Releases: grazianoEnzoMarchesani/FETCH-Framework-for-Environmental-Type-Classification-Hub
FETCH v1.0
FETCH (Framework for Environmental Type Classification Hub) is a QGIS-based software tool designed to automate the classification of Local Climate Zones (LCZ) through geospatial data analysis. The workflow integrates Google Solar API for data acquisition with a systematic processing chain implemented in Python.

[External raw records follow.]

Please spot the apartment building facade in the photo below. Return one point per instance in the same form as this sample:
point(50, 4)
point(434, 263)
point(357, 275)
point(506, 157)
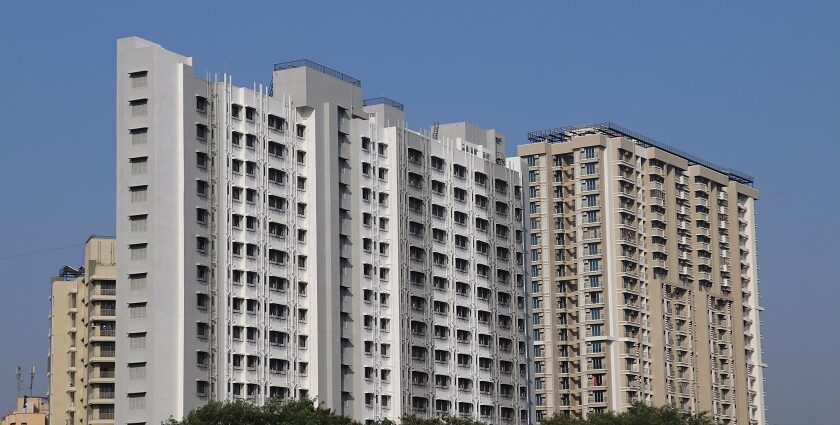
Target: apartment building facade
point(644, 277)
point(82, 338)
point(279, 243)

The tool processes Digital Surface Models (DSM), RGB imagery, and building mask data to calculate key LCZ parameters including Sky View Factor, Aspect Ratio, Building Surface Fraction, Impervious/Pervious Surface Fraction, Height of Roughness Elements, Terrain Roughness Class, Surface Admittance, Surface Albedo, and Anthropogenic Heat Output.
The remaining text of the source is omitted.